Ron Brunton, a conservative from the Institute of Public Affairs in Melbourne deserves our thanks for confirming that the radical student movement of the late 60s had absolutely no links whatsoever with greeny politics. [See IPA Review Vol. 46 No. 3 1993.] He proves his point by going through old copies of the Monash University student newspaper Lot's Wife from 1960 to 1971. Monash was by far the most radical Australian campus during that period. For the whole of the 1960s Brunton only found two stories on environmental issues - one about conservation written in 1964 by a zoology student and one on pollution written in 1967 by a proponent of nuclear power. It was only in late 1970 that environmental stories began to appear in Lot's Wife. They then quickly became a torrent. However, by that time student radicalism had abated.

This is in line with my own recollections. In 1970 I read an article in a radical American paper about something I had never head of before called 'environmentalism'. The article dismissed this new phenomenon as an attempt to divert people from the class struggle.

Brunton also makes the point that the mainstream showed much more interest in environmental concerns. While Lot's Wife ignored them the daily press regularly covered them. He also mentions that the Australian Conservation Foundation was founded by conservatives such as Malcolm Fraser and Sir Garfield Barwick.

Brunton reminds us that it was the extreme right, eg, the League of Rights and the anti-fluoridationists, that first used ecological issues to attack liberal capitalism, and they said very similar things to greenies today.
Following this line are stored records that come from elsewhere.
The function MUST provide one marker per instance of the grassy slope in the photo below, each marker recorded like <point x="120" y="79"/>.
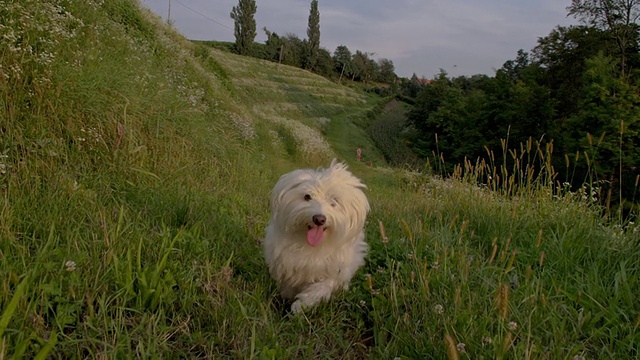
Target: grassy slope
<point x="147" y="161"/>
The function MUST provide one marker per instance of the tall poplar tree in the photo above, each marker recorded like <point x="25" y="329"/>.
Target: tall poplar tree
<point x="313" y="36"/>
<point x="244" y="25"/>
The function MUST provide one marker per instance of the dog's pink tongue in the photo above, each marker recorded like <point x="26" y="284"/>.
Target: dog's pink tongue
<point x="315" y="235"/>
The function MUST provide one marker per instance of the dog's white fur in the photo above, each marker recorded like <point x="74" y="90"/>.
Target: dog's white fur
<point x="310" y="273"/>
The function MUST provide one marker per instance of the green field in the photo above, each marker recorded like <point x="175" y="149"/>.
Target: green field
<point x="135" y="171"/>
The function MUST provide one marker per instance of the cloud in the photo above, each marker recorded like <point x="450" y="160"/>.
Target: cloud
<point x="419" y="36"/>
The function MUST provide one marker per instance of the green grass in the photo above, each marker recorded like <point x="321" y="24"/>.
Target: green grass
<point x="135" y="173"/>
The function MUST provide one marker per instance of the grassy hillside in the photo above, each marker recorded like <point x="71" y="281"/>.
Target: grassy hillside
<point x="135" y="169"/>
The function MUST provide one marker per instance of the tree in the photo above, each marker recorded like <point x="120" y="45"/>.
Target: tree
<point x="274" y="46"/>
<point x="313" y="36"/>
<point x="386" y="72"/>
<point x="244" y="25"/>
<point x="619" y="17"/>
<point x="362" y="66"/>
<point x="342" y="59"/>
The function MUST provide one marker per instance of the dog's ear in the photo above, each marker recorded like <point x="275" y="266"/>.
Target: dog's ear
<point x="287" y="183"/>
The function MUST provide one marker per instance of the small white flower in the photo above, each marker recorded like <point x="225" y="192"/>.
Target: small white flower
<point x="70" y="265"/>
<point x="439" y="309"/>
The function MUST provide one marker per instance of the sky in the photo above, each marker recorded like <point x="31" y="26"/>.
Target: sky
<point x="461" y="37"/>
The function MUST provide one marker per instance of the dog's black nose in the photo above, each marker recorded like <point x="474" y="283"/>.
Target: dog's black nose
<point x="319" y="219"/>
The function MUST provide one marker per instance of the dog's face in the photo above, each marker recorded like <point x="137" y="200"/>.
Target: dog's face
<point x="319" y="205"/>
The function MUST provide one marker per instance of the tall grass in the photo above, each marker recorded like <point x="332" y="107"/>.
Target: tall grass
<point x="135" y="170"/>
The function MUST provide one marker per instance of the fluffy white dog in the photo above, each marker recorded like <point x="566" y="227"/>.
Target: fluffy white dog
<point x="315" y="239"/>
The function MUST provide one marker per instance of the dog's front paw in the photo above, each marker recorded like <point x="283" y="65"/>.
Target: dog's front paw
<point x="296" y="307"/>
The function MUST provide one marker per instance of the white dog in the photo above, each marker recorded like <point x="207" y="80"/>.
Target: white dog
<point x="315" y="239"/>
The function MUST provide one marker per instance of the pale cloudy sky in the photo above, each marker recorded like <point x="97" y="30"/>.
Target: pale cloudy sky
<point x="463" y="37"/>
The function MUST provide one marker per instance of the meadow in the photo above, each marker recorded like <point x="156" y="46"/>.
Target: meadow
<point x="135" y="171"/>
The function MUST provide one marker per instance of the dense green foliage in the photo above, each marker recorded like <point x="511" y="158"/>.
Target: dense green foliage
<point x="244" y="25"/>
<point x="313" y="36"/>
<point x="135" y="171"/>
<point x="573" y="92"/>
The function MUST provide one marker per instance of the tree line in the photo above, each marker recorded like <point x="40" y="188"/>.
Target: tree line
<point x="578" y="90"/>
<point x="307" y="53"/>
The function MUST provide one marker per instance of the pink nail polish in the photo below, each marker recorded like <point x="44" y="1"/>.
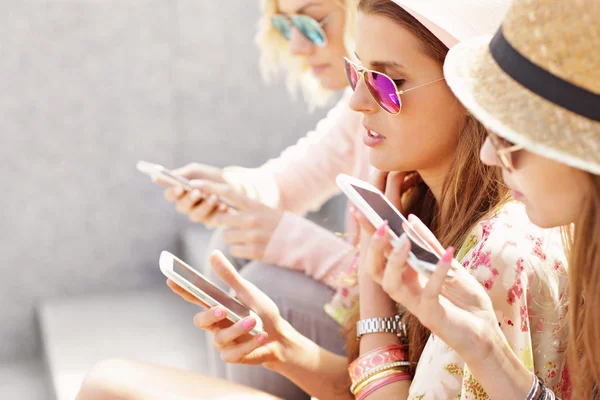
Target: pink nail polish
<point x="381" y="230"/>
<point x="248" y="323"/>
<point x="447" y="257"/>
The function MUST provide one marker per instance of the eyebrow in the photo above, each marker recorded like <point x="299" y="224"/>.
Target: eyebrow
<point x="383" y="64"/>
<point x="302" y="9"/>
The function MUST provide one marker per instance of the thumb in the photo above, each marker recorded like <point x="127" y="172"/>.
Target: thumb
<point x="245" y="291"/>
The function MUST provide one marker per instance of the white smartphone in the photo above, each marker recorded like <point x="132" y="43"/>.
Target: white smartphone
<point x="156" y="171"/>
<point x="377" y="208"/>
<point x="204" y="290"/>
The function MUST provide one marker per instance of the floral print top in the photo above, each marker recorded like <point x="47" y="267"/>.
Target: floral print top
<point x="523" y="269"/>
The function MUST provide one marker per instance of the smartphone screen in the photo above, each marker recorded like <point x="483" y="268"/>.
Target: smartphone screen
<point x="378" y="203"/>
<point x="210" y="289"/>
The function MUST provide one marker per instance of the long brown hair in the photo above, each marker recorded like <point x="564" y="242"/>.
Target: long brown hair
<point x="471" y="190"/>
<point x="584" y="297"/>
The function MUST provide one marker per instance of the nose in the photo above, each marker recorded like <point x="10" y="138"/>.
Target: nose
<point x="361" y="100"/>
<point x="488" y="154"/>
<point x="299" y="44"/>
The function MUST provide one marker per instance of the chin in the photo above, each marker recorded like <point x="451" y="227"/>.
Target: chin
<point x="381" y="161"/>
<point x="541" y="219"/>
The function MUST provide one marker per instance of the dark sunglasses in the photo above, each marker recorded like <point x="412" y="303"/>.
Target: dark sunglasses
<point x="382" y="88"/>
<point x="309" y="27"/>
<point x="504" y="150"/>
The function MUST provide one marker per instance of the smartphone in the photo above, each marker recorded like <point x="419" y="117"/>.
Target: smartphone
<point x="377" y="208"/>
<point x="156" y="171"/>
<point x="204" y="290"/>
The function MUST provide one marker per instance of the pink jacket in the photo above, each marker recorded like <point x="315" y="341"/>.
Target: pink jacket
<point x="302" y="179"/>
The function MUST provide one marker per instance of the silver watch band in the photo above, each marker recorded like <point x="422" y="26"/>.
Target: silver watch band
<point x="381" y="325"/>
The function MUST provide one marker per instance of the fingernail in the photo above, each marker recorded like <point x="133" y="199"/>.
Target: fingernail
<point x="195" y="195"/>
<point x="248" y="323"/>
<point x="402" y="240"/>
<point x="218" y="313"/>
<point x="382" y="229"/>
<point x="448" y="255"/>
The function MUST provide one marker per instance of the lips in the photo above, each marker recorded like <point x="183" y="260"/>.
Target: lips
<point x="372" y="138"/>
<point x="317" y="69"/>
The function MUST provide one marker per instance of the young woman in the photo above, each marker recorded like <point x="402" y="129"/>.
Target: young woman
<point x="269" y="241"/>
<point x="536" y="86"/>
<point x="389" y="37"/>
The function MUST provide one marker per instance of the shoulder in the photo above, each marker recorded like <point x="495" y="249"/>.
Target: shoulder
<point x="509" y="247"/>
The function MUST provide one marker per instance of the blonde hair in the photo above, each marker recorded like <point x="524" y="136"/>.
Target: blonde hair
<point x="275" y="54"/>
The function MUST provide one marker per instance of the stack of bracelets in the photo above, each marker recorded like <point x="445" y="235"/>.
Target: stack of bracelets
<point x="378" y="368"/>
<point x="539" y="391"/>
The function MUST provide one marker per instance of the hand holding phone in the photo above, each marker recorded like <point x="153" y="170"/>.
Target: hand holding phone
<point x="205" y="291"/>
<point x="159" y="173"/>
<point x="377" y="208"/>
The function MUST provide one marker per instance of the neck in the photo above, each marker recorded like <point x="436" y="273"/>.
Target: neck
<point x="434" y="179"/>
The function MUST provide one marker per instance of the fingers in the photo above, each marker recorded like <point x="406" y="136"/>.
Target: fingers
<point x="436" y="280"/>
<point x="398" y="281"/>
<point x="213" y="320"/>
<point x="247" y="251"/>
<point x="225" y="191"/>
<point x="203" y="211"/>
<point x="185" y="294"/>
<point x="236" y="354"/>
<point x="224" y="337"/>
<point x="426" y="234"/>
<point x="376" y="258"/>
<point x="185" y="203"/>
<point x="227" y="272"/>
<point x="362" y="221"/>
Brunton could also have mentioned that the Nazis had a greeny tinge - the intimate relationship between the Volk and the Land as revealed in the German equivalent of dreamtime legends.

This 1970 quote from the League of Rights could have been written by a modern day greeny.

If present policies are continued, Australia will become a type of offshore island quarry for foreign interests. ... We stand for conservation in all its aspects and oppose the rape of our environment and resources to feed an economic monster which progressively ceases to serve true human needs.

Brunton aims to discredit the left by making out that it belatedly took up green politics as an act of opportunism. He is right about there being a lot of opportunism involved but it wasn't by the radical left. This greenyness was part of a different brand of politics and generally involved different people. On campuses the distinct break was associated with a complete turnover of students - the radicals of the late 60s mostly entered university in 1966-68 and had left by 1971.